Mr Justice Blackburne considered the case based upon the case of Pharmaceutical Society of Great Britain v Dickson. He ruled on 11 April that the FAW's ruling had been a restraint of trade but considered whether this was a justified one. He ruled that it was not as it was not necessary to protect recognition of the new League of Wales by UEFA and the FAW ruling was done specifically to get the clubs to play in the Welsh league system. He also ruled that UEFA had never offered an opinion on the matter, the FAW had provided no evidence that UEFA would discriminate against Welsh clubs and the fact that the FAW had permitted the clubs to continue to play in the English leagues had not prevented UEFA recognising the league. Blackburne recognised that there was a genuine risk that the clubs could cease to exist, if they played another season away from home, due to the financial burdens. He ruled that the FAW's ban on playing in Wales was an "unlawful and unreasonable restraint of trade" and granted judgment in favour of Newport and the other clubs, allowing them to play at home in Wales. He granted the injunction to prohibit the FAW from banning clubs playing in Wales if they played in the English league. The breach of contract compensation claims were denied.

== Aftermath ==
Despite the judgment in favour of Newport, the world football governing body FIFA announced that they would seek to ban the 3 clubs from playing as a punishment for suing the FAW. 10 days after the ruling, FIFA informed The Football Association (The FA) that all three were banned from football indefinitely with the club officials behind the lawsuit all receiving two year bans. In December 1995, following a request from the FAW "in the interests of peace", the bans were later rescinded in favour of a requirement that the clubs join the League of Wales by 1997, which never occurred. In 1997, FIFA did not attempt to enforce the requirement.

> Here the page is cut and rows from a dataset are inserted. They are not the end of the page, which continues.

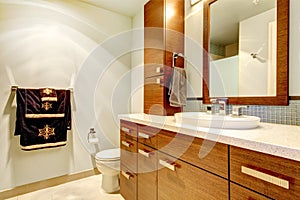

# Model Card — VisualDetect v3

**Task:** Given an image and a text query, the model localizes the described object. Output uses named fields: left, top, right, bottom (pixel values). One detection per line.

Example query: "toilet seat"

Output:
left=95, top=148, right=120, bottom=161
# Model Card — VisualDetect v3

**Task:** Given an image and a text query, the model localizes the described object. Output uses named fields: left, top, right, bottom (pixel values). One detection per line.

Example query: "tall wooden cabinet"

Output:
left=144, top=0, right=184, bottom=115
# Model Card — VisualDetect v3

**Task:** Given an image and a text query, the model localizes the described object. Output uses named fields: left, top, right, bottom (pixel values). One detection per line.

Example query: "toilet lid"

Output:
left=95, top=148, right=120, bottom=160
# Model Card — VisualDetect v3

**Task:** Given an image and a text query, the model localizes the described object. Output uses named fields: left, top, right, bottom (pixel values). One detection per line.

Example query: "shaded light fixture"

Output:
left=191, top=0, right=201, bottom=6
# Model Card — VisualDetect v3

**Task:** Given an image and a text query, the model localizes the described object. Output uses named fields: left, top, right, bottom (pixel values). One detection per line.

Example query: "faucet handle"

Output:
left=232, top=106, right=248, bottom=116
left=210, top=99, right=217, bottom=103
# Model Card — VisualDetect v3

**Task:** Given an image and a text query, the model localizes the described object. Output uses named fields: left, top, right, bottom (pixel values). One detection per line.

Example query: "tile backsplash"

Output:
left=184, top=100, right=300, bottom=126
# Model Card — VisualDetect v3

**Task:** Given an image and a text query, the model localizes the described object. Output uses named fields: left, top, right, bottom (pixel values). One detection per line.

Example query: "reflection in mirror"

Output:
left=210, top=0, right=276, bottom=97
left=203, top=0, right=289, bottom=105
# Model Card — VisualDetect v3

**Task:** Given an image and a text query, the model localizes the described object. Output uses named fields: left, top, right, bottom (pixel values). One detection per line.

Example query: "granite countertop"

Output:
left=119, top=113, right=300, bottom=161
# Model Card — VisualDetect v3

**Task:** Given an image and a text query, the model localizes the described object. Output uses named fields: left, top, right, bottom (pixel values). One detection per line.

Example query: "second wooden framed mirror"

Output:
left=203, top=0, right=289, bottom=105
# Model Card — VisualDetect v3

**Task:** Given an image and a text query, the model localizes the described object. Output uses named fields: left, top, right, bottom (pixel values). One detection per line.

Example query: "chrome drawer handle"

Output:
left=156, top=78, right=160, bottom=84
left=121, top=140, right=131, bottom=147
left=121, top=127, right=130, bottom=133
left=241, top=166, right=289, bottom=189
left=121, top=171, right=132, bottom=180
left=159, top=160, right=175, bottom=171
left=138, top=149, right=150, bottom=158
left=139, top=132, right=150, bottom=139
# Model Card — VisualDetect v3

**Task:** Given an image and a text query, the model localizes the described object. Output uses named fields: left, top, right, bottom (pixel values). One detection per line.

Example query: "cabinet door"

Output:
left=158, top=153, right=229, bottom=200
left=120, top=165, right=137, bottom=200
left=230, top=183, right=270, bottom=200
left=158, top=130, right=228, bottom=178
left=120, top=135, right=137, bottom=173
left=230, top=146, right=300, bottom=200
left=120, top=120, right=137, bottom=140
left=138, top=143, right=157, bottom=200
left=137, top=125, right=161, bottom=149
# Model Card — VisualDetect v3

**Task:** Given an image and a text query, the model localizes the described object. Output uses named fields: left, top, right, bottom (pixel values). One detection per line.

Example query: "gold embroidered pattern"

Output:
left=43, top=88, right=53, bottom=95
left=38, top=124, right=55, bottom=140
left=42, top=102, right=52, bottom=110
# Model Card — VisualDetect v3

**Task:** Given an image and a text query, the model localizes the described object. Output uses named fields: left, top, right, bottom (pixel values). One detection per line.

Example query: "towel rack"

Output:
left=11, top=85, right=73, bottom=93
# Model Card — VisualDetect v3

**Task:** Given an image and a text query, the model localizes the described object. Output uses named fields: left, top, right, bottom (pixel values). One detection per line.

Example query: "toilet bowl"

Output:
left=95, top=148, right=120, bottom=193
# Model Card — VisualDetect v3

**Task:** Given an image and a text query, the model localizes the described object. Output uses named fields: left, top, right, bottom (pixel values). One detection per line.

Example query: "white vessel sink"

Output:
left=174, top=112, right=260, bottom=129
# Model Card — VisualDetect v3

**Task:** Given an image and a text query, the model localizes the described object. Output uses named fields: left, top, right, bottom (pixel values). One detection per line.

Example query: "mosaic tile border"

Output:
left=184, top=100, right=300, bottom=126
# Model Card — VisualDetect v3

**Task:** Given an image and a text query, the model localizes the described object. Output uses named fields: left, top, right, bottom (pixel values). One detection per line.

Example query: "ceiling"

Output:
left=81, top=0, right=148, bottom=17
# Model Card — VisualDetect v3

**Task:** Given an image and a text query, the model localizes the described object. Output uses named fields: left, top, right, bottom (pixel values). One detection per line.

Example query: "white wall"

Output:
left=209, top=56, right=239, bottom=97
left=238, top=9, right=276, bottom=96
left=289, top=0, right=300, bottom=96
left=0, top=0, right=131, bottom=190
left=131, top=10, right=144, bottom=113
left=184, top=0, right=203, bottom=97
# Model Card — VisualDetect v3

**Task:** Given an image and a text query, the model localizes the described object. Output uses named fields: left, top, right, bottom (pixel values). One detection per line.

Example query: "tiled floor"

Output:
left=7, top=174, right=123, bottom=200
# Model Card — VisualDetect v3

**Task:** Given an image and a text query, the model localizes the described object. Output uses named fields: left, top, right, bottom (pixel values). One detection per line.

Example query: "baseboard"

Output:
left=0, top=168, right=100, bottom=199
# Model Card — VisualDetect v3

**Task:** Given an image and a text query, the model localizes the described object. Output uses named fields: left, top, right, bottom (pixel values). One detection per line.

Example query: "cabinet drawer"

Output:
left=230, top=183, right=270, bottom=200
left=120, top=165, right=137, bottom=200
left=144, top=61, right=164, bottom=78
left=120, top=135, right=137, bottom=173
left=158, top=130, right=228, bottom=178
left=137, top=125, right=161, bottom=148
left=158, top=153, right=228, bottom=200
left=138, top=144, right=157, bottom=200
left=230, top=147, right=300, bottom=199
left=120, top=120, right=137, bottom=140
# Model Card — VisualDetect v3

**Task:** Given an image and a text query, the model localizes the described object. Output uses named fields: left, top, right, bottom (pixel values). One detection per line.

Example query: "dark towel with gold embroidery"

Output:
left=25, top=90, right=70, bottom=118
left=15, top=89, right=71, bottom=150
left=40, top=88, right=58, bottom=101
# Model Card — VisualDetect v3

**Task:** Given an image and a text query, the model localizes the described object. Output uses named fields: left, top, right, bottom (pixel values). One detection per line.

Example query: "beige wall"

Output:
left=0, top=0, right=131, bottom=191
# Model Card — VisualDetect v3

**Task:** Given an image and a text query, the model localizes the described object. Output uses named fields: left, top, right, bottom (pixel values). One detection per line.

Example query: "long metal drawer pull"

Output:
left=156, top=78, right=160, bottom=84
left=241, top=166, right=289, bottom=189
left=138, top=149, right=150, bottom=158
left=139, top=132, right=150, bottom=139
left=121, top=140, right=131, bottom=147
left=159, top=160, right=175, bottom=171
left=156, top=67, right=160, bottom=73
left=121, top=127, right=130, bottom=133
left=121, top=171, right=132, bottom=180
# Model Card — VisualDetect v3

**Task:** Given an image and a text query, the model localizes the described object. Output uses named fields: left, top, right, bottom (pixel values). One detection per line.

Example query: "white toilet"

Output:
left=95, top=148, right=120, bottom=193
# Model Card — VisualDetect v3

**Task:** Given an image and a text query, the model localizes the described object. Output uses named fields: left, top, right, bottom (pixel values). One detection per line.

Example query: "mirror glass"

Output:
left=209, top=0, right=277, bottom=97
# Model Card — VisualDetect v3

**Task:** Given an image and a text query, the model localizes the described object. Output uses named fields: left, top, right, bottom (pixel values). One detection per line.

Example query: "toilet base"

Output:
left=102, top=174, right=120, bottom=193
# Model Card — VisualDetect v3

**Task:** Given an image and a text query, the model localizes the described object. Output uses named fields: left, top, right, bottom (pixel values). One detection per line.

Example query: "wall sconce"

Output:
left=191, top=0, right=201, bottom=6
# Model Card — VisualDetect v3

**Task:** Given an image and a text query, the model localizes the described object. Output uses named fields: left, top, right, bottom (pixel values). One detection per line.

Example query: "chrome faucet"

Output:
left=210, top=98, right=227, bottom=115
left=231, top=106, right=247, bottom=116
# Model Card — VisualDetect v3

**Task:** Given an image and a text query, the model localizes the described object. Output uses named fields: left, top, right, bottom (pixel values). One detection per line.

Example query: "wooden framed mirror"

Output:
left=203, top=0, right=289, bottom=105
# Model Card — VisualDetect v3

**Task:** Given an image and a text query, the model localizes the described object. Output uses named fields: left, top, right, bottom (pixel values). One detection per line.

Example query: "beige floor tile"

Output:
left=9, top=175, right=124, bottom=200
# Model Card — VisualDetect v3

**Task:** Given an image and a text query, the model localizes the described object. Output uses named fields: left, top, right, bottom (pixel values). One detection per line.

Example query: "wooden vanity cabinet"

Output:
left=158, top=130, right=228, bottom=179
left=137, top=143, right=157, bottom=200
left=137, top=125, right=160, bottom=200
left=144, top=0, right=184, bottom=115
left=120, top=120, right=137, bottom=200
left=158, top=153, right=228, bottom=200
left=157, top=130, right=229, bottom=200
left=230, top=183, right=271, bottom=200
left=120, top=165, right=138, bottom=200
left=230, top=146, right=300, bottom=200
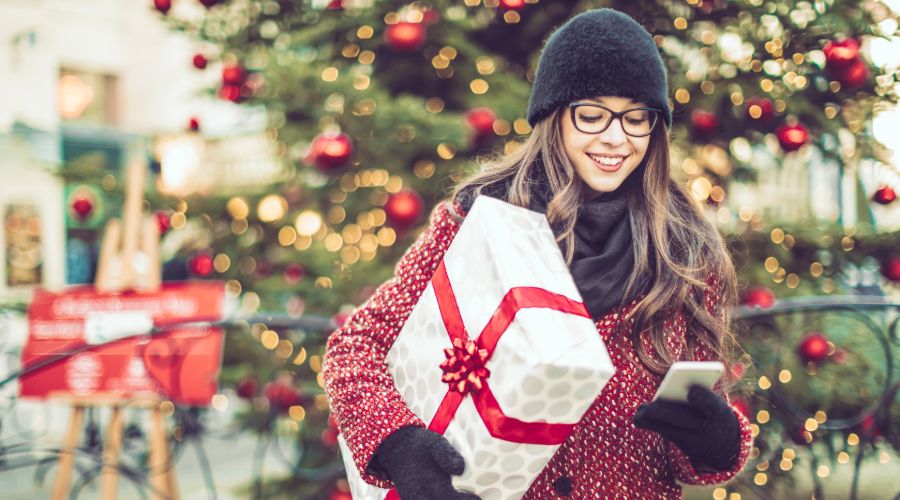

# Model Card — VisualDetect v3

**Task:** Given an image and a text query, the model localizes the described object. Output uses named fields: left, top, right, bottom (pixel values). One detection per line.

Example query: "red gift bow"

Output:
left=385, top=261, right=591, bottom=500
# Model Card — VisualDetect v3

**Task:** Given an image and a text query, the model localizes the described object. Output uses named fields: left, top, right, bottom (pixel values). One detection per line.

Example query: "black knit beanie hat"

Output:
left=528, top=9, right=672, bottom=126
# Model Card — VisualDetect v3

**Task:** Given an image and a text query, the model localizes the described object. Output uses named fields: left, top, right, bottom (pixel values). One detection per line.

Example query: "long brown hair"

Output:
left=452, top=108, right=737, bottom=373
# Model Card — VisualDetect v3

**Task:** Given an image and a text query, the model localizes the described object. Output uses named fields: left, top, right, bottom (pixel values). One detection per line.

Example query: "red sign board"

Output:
left=19, top=281, right=225, bottom=406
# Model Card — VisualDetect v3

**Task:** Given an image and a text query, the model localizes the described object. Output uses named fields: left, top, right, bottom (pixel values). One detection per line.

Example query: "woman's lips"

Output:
left=585, top=153, right=626, bottom=172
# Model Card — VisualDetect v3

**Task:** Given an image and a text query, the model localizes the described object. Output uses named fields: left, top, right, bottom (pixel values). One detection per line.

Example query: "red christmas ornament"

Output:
left=822, top=38, right=859, bottom=71
left=222, top=64, right=247, bottom=87
left=872, top=186, right=897, bottom=205
left=828, top=59, right=869, bottom=89
left=153, top=0, right=172, bottom=14
left=219, top=85, right=243, bottom=102
left=71, top=194, right=94, bottom=222
left=282, top=264, right=305, bottom=285
left=384, top=22, right=425, bottom=52
left=775, top=123, right=809, bottom=152
left=691, top=109, right=719, bottom=137
left=307, top=132, right=353, bottom=174
left=188, top=253, right=214, bottom=278
left=234, top=375, right=259, bottom=399
left=191, top=54, right=209, bottom=69
left=500, top=0, right=525, bottom=10
left=463, top=108, right=497, bottom=137
left=263, top=382, right=303, bottom=411
left=881, top=255, right=900, bottom=282
left=441, top=339, right=491, bottom=394
left=747, top=97, right=775, bottom=122
left=422, top=8, right=441, bottom=26
left=742, top=286, right=775, bottom=309
left=153, top=210, right=172, bottom=235
left=797, top=332, right=831, bottom=364
left=384, top=189, right=425, bottom=230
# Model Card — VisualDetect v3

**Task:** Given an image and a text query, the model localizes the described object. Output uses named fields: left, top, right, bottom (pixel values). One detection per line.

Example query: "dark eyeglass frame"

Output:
left=569, top=102, right=662, bottom=137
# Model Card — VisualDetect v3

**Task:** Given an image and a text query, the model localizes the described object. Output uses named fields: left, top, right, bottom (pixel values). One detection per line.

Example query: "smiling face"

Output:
left=560, top=97, right=650, bottom=199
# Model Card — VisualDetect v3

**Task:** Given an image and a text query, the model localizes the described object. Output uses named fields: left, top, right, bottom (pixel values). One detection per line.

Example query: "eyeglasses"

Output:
left=569, top=102, right=659, bottom=137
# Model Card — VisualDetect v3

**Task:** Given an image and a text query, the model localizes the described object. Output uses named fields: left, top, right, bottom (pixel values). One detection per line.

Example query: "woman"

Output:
left=325, top=9, right=752, bottom=499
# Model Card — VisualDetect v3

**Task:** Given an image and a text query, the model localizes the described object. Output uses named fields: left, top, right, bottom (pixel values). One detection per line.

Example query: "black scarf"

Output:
left=569, top=188, right=634, bottom=320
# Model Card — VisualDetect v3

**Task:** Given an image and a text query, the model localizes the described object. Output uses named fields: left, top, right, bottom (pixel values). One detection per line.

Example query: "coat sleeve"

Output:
left=323, top=202, right=459, bottom=488
left=666, top=277, right=753, bottom=485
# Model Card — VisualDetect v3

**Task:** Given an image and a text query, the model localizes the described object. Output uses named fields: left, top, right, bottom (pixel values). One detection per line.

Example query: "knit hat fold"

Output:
left=528, top=9, right=672, bottom=126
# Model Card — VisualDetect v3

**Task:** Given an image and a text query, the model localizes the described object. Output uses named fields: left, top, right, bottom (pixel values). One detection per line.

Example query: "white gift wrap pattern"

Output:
left=341, top=196, right=615, bottom=500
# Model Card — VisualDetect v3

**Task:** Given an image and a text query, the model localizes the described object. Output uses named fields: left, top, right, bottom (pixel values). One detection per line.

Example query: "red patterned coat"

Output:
left=324, top=203, right=752, bottom=499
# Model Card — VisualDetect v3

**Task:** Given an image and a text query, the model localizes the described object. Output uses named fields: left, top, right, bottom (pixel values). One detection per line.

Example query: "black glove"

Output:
left=633, top=385, right=741, bottom=471
left=369, top=426, right=478, bottom=500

Though the clubs played in leagues governed by The FA, jurisdiction for disciplinary matters relating for the Welsh clubs in English leagues remained with the FAW. The situation continued until 2011 when it was revealed that Cardiff City could not be punished for breaching FA third-party ownership rules as the FAW had no such rules. Following the revelation, The FA would assert disciplinary jurisdiction over Welsh clubs playing in the English Football League.

Newport would subsequently repurchase the trademark for their previous club's name and would compete as Newport County A.F.C., winning promotion to the Football League in 2013. Caernarfon Town would resign from the Northern Premier League after the 1994–95 season, opting to join the League of Wales despite the ruling. Colwyn Bay would follow suit in 2019, leaving the Northern Premier League Division One West to join the FAW's Cymru North.